Adaptive Multi-Factor Authentication (MFA) is an authentication approach that utilizes business rules to decide which security factors to apply in a given situation. Adaptive Authentication is used to enforce security needs but without adding friction to the user experience. Businesses typically use Adaptive Authentication with Multi-Factor Authentication (MFA) and Single Sign-On (SSO).

Adaptive Multi-Factor Authentication (MFA) Examples

Remote Employees Example

For example, consider a remote employee who is working from home and another one that is working from the office. The network of the employee working from home is not as secure as the office’s and thus you might want to require two authentication factors for employees working remotely such as SMS and password before they can use the company system. The employee that is working at the office is only required to provide one authentication factor such as their password. This policy of authentication which is based on geo-location (physical location) is an example of adaptive authentication.

Business Hours Example

One can set up adaptive MFA rules for the weekends or off-business hours. For example, Alice is trying to log into the system of the company she works for around midnight. Because that hour is an unusual work hour for employees, an adaptive authentication rule requires her to provide two authentication factors.

Adaptive Multi-Factor Authentication (MFA) Rules

In addition to geo-location (physical location) and business hours, there are many other factors that businesses consider:

  • Day of week
  • Trusted device
  • User role or group
  • IP address
  • Authentication failures count

Security and User Friction

The Adaptive Multi-Factor Authentication (MFA) rules can also be applied to re-authentication.
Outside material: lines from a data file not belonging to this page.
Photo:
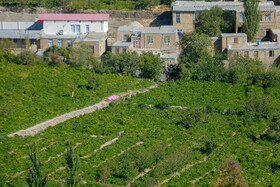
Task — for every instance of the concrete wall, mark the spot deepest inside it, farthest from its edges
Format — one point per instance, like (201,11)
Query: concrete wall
(263,55)
(99,47)
(158,41)
(241,42)
(186,21)
(53,27)
(44,43)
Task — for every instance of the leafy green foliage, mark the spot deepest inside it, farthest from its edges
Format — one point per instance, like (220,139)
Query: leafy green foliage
(150,65)
(215,21)
(231,174)
(35,177)
(251,18)
(193,46)
(32,94)
(73,166)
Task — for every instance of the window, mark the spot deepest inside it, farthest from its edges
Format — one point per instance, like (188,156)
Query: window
(180,33)
(167,39)
(87,28)
(149,39)
(178,19)
(240,18)
(75,28)
(267,18)
(92,48)
(69,42)
(125,37)
(59,43)
(50,43)
(33,42)
(136,42)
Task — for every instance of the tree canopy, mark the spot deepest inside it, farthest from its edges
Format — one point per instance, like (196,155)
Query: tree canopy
(251,18)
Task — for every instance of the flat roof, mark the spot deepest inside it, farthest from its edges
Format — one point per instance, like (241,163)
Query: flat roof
(73,17)
(255,47)
(19,34)
(191,6)
(121,44)
(168,29)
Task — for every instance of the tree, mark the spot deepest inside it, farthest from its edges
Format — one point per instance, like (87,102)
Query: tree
(193,46)
(215,21)
(275,127)
(150,65)
(126,63)
(72,87)
(251,18)
(210,68)
(34,177)
(73,166)
(231,175)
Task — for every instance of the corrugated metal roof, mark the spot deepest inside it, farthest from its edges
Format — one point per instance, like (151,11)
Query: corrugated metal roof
(19,34)
(74,17)
(121,44)
(191,6)
(233,34)
(150,30)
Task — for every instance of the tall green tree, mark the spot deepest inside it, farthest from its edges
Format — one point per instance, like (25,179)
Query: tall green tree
(251,18)
(150,65)
(193,46)
(73,166)
(34,177)
(215,21)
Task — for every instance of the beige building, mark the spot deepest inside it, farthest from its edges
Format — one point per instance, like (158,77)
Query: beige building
(184,14)
(236,44)
(159,40)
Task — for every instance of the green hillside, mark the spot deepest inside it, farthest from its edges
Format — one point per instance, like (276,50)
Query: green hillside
(222,122)
(32,94)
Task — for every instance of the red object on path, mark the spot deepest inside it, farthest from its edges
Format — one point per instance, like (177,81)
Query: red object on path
(73,17)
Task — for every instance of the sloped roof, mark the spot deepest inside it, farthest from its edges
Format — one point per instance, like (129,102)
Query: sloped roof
(19,34)
(73,17)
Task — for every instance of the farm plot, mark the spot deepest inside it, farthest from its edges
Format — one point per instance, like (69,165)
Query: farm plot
(130,144)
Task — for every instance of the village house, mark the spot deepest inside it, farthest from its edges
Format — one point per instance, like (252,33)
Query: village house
(184,14)
(236,44)
(16,34)
(159,40)
(65,30)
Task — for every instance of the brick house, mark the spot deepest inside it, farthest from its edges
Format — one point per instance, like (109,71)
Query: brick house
(159,40)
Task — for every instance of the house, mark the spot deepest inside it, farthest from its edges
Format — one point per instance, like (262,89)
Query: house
(18,32)
(236,44)
(159,40)
(64,30)
(184,14)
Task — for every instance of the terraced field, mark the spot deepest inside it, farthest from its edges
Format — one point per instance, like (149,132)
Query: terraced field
(132,144)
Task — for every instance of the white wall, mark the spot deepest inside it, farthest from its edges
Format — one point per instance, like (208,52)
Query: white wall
(53,27)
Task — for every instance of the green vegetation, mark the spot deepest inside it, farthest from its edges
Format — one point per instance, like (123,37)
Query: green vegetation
(251,18)
(32,94)
(215,21)
(201,138)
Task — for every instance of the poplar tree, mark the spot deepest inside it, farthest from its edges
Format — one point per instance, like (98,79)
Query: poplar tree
(34,177)
(251,18)
(73,166)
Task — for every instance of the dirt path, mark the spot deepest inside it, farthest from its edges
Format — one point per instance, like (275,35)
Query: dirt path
(57,120)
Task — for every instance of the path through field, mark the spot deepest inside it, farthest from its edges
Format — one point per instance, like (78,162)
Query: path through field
(57,120)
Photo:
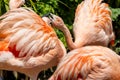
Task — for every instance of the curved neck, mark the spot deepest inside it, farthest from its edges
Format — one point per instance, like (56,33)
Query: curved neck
(68,38)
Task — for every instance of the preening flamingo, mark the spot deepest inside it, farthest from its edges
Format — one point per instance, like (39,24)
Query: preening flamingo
(92,25)
(28,44)
(13,4)
(89,63)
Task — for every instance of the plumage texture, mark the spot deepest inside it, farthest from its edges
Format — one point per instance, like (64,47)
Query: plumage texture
(14,4)
(92,25)
(89,63)
(29,45)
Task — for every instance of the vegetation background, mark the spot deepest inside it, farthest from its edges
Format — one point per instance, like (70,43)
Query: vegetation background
(66,10)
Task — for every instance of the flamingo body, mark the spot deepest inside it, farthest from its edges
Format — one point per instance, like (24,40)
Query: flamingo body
(88,63)
(29,45)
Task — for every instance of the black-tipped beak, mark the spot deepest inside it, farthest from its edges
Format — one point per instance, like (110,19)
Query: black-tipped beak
(49,15)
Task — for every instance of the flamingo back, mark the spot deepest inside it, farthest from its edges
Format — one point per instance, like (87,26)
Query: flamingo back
(88,63)
(93,24)
(29,38)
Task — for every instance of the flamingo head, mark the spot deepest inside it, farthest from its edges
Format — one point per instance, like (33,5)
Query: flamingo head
(55,21)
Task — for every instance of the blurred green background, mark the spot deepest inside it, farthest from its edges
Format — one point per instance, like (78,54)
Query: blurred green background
(66,10)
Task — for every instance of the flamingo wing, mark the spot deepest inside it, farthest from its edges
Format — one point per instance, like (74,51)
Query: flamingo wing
(93,24)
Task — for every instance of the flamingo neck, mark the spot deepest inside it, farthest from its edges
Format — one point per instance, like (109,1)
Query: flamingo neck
(68,37)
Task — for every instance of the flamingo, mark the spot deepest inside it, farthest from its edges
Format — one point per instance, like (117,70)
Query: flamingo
(27,43)
(92,25)
(14,4)
(88,63)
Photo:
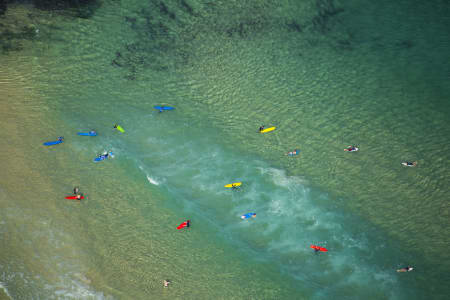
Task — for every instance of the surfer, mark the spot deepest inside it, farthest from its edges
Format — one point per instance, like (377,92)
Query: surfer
(292,153)
(166,282)
(351,148)
(405,269)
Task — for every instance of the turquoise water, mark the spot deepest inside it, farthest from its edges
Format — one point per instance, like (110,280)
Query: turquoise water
(327,74)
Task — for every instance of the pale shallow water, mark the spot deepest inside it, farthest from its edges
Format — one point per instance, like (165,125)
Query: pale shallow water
(335,83)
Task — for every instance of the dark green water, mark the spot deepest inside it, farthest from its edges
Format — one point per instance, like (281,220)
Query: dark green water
(327,73)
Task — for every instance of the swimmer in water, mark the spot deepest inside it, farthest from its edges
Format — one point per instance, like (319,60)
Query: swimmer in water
(351,148)
(76,190)
(292,153)
(405,269)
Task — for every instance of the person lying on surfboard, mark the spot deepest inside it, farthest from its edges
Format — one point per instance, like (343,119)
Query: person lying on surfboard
(405,269)
(292,153)
(351,148)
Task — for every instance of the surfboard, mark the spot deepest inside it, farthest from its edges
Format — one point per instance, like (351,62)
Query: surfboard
(182,225)
(356,149)
(268,129)
(87,133)
(103,157)
(161,108)
(248,215)
(73,197)
(236,184)
(120,128)
(292,153)
(52,143)
(319,248)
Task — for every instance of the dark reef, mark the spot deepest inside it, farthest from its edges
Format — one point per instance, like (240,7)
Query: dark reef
(77,8)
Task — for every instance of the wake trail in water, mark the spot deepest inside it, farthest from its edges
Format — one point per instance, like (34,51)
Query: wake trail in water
(290,216)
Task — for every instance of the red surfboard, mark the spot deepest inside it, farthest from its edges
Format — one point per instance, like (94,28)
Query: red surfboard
(319,248)
(73,197)
(184,224)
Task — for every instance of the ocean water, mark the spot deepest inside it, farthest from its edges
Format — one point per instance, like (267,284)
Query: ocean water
(327,73)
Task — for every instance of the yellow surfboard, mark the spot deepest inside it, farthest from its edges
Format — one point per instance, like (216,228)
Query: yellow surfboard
(268,129)
(234,184)
(118,127)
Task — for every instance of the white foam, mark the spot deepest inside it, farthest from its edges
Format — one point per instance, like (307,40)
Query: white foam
(152,180)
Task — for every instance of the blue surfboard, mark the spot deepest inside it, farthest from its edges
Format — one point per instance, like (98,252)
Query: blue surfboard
(90,133)
(248,215)
(53,142)
(162,108)
(103,157)
(292,153)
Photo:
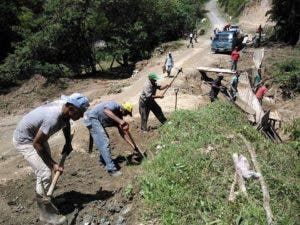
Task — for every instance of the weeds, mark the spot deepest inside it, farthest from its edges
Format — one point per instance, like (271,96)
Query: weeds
(188,182)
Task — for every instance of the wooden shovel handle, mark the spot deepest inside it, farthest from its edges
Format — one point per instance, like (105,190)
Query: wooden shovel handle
(56,176)
(179,71)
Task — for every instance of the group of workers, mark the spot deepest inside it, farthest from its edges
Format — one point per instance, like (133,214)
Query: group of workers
(31,135)
(260,88)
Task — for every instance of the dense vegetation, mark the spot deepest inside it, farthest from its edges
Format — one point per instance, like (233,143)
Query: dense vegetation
(65,37)
(284,69)
(286,15)
(233,7)
(188,182)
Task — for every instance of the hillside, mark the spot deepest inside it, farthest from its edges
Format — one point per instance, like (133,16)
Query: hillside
(187,176)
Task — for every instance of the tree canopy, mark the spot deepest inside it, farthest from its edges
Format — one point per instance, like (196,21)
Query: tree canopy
(58,37)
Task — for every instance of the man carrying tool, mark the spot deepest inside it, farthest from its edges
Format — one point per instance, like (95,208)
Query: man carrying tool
(169,63)
(233,86)
(147,101)
(216,86)
(31,139)
(109,114)
(261,92)
(235,55)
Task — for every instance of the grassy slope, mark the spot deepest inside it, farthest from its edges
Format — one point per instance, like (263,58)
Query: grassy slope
(184,184)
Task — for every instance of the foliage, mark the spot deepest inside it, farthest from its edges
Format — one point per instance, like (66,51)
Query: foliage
(233,7)
(188,182)
(285,69)
(59,35)
(287,24)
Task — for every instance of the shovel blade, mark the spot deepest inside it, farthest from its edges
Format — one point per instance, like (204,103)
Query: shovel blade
(49,213)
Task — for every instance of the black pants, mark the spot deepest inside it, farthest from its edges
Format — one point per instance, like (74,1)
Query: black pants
(145,107)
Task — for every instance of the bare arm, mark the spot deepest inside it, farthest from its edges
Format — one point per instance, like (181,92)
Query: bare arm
(44,154)
(161,88)
(127,138)
(122,124)
(67,134)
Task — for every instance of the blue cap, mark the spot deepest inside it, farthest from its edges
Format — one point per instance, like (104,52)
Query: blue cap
(78,100)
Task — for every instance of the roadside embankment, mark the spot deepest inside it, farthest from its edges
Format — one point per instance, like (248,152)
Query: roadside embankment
(189,180)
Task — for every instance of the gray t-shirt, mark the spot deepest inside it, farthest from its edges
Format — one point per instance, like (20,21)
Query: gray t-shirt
(46,118)
(149,89)
(98,113)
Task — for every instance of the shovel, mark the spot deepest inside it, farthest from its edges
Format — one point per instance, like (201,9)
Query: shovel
(135,146)
(48,211)
(179,71)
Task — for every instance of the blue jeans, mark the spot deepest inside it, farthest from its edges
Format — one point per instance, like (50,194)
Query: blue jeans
(101,140)
(234,65)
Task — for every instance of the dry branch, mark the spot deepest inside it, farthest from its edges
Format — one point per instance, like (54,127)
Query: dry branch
(240,179)
(264,188)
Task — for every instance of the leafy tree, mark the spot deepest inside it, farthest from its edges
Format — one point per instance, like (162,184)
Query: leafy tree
(286,15)
(8,19)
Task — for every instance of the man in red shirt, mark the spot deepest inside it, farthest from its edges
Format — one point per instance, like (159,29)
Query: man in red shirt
(261,92)
(234,57)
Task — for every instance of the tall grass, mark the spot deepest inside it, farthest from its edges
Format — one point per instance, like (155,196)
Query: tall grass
(188,181)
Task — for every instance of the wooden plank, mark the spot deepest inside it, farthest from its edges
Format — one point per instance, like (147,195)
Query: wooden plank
(216,70)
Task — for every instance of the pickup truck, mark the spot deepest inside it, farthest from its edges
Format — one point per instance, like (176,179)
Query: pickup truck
(225,41)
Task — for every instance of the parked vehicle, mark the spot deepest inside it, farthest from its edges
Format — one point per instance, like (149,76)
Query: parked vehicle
(235,28)
(225,41)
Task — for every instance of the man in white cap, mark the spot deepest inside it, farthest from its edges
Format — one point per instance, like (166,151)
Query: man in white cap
(169,63)
(216,86)
(31,139)
(147,101)
(108,114)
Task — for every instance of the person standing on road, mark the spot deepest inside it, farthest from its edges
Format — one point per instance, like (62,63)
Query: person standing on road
(257,80)
(169,63)
(108,114)
(244,42)
(31,136)
(191,40)
(235,55)
(233,86)
(147,101)
(259,32)
(216,86)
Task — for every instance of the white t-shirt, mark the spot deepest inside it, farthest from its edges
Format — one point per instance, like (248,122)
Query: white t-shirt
(46,118)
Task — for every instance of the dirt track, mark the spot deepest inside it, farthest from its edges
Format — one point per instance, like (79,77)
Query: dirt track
(85,185)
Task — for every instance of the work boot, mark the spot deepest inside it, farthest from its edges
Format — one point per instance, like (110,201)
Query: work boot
(48,212)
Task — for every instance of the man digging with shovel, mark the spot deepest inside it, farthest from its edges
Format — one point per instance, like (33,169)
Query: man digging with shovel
(31,139)
(109,114)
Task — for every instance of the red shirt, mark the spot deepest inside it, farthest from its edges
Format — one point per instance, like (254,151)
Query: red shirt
(235,55)
(260,92)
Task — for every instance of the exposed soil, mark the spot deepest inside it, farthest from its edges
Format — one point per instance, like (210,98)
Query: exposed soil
(90,194)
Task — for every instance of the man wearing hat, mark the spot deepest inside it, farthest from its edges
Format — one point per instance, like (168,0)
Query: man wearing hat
(147,101)
(31,139)
(169,63)
(216,86)
(108,114)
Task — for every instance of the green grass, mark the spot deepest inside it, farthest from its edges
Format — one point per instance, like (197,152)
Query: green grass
(186,184)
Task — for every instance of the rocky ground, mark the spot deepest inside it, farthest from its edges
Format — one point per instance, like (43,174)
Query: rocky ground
(86,193)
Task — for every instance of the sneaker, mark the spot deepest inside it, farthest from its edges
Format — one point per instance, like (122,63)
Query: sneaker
(115,173)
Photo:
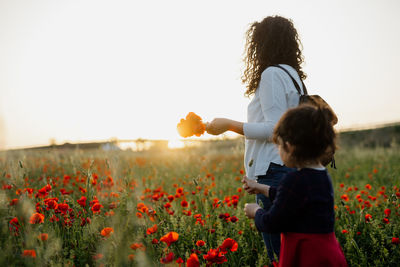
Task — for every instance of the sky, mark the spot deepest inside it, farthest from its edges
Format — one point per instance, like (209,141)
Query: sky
(87,70)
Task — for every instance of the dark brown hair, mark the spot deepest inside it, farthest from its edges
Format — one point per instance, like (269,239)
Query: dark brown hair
(272,41)
(309,130)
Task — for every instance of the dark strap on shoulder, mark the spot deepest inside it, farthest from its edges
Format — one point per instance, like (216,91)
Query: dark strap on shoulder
(294,81)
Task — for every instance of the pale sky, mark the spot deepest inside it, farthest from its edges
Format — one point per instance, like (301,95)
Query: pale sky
(83,70)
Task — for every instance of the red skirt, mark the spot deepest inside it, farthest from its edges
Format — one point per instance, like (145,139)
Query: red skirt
(298,249)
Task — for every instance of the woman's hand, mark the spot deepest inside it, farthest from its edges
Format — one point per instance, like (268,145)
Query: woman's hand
(252,187)
(251,209)
(220,125)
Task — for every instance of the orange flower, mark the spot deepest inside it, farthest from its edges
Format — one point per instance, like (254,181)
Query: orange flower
(106,232)
(193,125)
(170,238)
(96,208)
(36,218)
(193,261)
(29,253)
(43,237)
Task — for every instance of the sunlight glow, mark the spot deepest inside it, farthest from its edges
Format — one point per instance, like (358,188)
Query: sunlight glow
(176,143)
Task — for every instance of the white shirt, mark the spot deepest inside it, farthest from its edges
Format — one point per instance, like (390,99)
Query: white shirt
(275,94)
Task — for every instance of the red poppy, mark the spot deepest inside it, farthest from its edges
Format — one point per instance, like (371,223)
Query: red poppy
(136,246)
(82,201)
(387,212)
(97,256)
(106,232)
(200,243)
(152,229)
(36,218)
(167,259)
(43,237)
(193,261)
(170,238)
(184,203)
(63,208)
(215,256)
(14,202)
(29,253)
(233,219)
(96,208)
(229,244)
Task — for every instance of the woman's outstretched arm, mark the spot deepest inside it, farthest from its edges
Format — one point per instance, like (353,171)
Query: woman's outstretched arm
(220,125)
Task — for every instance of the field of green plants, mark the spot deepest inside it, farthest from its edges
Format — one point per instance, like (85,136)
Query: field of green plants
(176,207)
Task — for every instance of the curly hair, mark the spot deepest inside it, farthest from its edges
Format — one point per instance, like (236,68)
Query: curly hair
(272,41)
(310,130)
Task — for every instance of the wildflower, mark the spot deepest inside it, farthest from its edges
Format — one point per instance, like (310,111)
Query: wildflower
(345,197)
(29,253)
(97,256)
(14,225)
(43,237)
(170,238)
(168,258)
(136,246)
(152,230)
(63,208)
(229,244)
(106,232)
(36,218)
(184,203)
(96,208)
(233,219)
(14,202)
(387,212)
(193,261)
(215,256)
(200,243)
(82,201)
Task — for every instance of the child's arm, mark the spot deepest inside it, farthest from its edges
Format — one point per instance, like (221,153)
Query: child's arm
(252,187)
(289,197)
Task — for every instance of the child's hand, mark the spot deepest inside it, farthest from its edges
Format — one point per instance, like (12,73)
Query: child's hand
(250,209)
(252,187)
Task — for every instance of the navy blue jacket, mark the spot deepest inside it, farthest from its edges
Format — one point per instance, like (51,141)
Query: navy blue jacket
(302,203)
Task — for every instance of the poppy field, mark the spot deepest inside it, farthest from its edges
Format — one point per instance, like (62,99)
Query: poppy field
(175,207)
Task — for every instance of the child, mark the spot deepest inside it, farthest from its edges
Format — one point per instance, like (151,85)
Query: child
(302,208)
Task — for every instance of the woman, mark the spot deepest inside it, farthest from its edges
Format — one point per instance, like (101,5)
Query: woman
(270,42)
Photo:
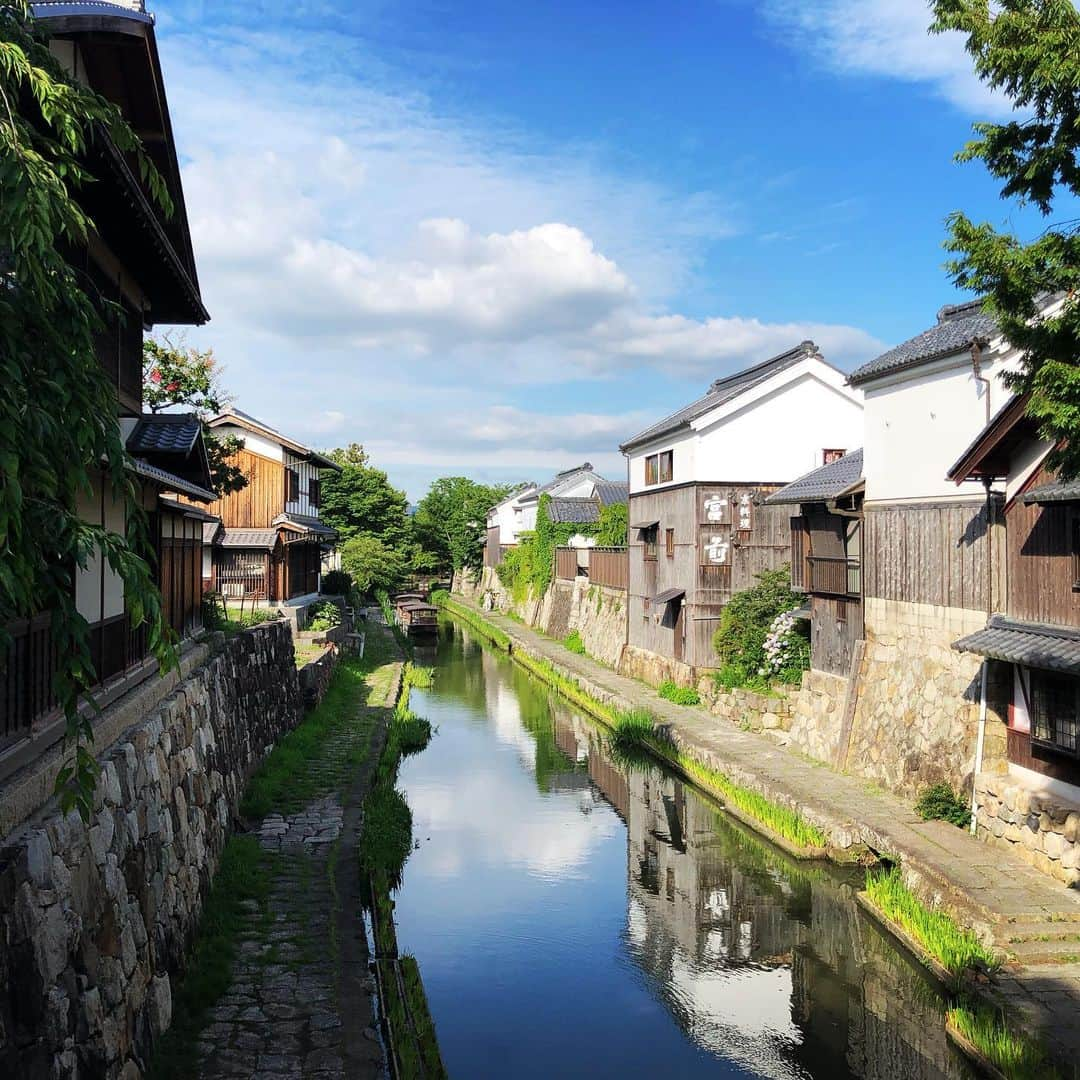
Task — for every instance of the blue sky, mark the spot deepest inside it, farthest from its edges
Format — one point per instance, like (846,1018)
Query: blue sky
(498,239)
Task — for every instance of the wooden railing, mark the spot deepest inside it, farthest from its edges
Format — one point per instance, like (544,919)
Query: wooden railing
(609,566)
(834,576)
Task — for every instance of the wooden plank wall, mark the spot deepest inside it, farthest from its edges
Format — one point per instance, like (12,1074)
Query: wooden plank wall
(932,553)
(261,501)
(1039,545)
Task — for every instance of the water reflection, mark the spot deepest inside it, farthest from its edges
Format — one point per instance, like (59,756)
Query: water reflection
(577,917)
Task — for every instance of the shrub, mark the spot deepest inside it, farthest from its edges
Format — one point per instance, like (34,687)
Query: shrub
(940,802)
(745,625)
(337,583)
(679,694)
(324,616)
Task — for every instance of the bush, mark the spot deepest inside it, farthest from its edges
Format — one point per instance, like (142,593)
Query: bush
(336,583)
(750,621)
(679,694)
(940,802)
(324,616)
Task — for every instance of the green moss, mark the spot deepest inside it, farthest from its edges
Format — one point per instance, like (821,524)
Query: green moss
(1014,1053)
(954,947)
(243,876)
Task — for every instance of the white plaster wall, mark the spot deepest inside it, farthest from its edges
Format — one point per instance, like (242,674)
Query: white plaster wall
(774,433)
(919,422)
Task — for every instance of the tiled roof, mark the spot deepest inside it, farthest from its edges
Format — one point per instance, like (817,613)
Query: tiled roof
(302,523)
(958,326)
(1055,491)
(723,391)
(165,433)
(171,482)
(583,511)
(264,539)
(610,491)
(1035,645)
(828,482)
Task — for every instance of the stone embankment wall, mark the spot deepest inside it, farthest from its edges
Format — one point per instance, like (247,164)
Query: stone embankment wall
(598,613)
(96,918)
(1039,827)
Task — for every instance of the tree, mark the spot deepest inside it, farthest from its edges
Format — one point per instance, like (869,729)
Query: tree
(361,500)
(58,433)
(373,565)
(450,518)
(174,375)
(1029,50)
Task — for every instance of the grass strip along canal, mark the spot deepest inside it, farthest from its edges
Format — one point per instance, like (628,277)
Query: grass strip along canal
(958,957)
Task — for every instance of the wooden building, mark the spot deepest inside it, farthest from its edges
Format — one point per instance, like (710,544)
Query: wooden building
(1034,637)
(826,556)
(700,526)
(142,261)
(269,543)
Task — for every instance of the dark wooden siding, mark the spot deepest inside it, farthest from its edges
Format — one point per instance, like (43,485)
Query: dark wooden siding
(1039,545)
(933,553)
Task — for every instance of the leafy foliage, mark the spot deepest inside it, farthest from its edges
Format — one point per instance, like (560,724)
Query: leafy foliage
(174,375)
(679,694)
(373,564)
(337,583)
(940,802)
(611,530)
(58,434)
(1029,50)
(449,520)
(745,624)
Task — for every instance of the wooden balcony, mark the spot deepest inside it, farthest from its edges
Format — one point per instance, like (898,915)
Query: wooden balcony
(834,576)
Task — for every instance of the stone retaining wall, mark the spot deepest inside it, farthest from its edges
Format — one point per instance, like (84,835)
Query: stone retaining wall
(96,918)
(1040,828)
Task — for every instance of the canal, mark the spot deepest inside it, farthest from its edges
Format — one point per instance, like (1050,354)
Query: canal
(574,917)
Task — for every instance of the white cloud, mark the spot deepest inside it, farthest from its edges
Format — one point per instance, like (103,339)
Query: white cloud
(887,38)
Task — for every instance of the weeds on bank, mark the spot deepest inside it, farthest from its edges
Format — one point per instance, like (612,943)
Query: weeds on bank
(954,947)
(243,876)
(637,728)
(1016,1055)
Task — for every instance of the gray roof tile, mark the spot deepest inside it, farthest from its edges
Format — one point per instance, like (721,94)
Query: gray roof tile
(583,511)
(165,433)
(723,391)
(828,482)
(958,326)
(1035,645)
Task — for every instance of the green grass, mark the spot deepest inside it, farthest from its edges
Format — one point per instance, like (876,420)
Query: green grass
(244,875)
(679,694)
(954,947)
(1016,1055)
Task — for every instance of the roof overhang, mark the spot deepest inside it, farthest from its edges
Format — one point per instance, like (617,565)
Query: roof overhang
(1029,644)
For example, after the employee working from home has successfully authenticated using two factors, trust can be established for their home network IP address, so in the future, the employee is only required to provide one authentication factor such as their username and password to gain access to the company system. This scenario adds security but without adding friction to the user experience.

MFA vs Adaptive MFA

  • In MFA, access control rules are the same for all users. In adaptive MFA, the access rules vary per user and per situation.
  • Adaptive MFA provides better user experience whereas MFA can add more friction to the user experience.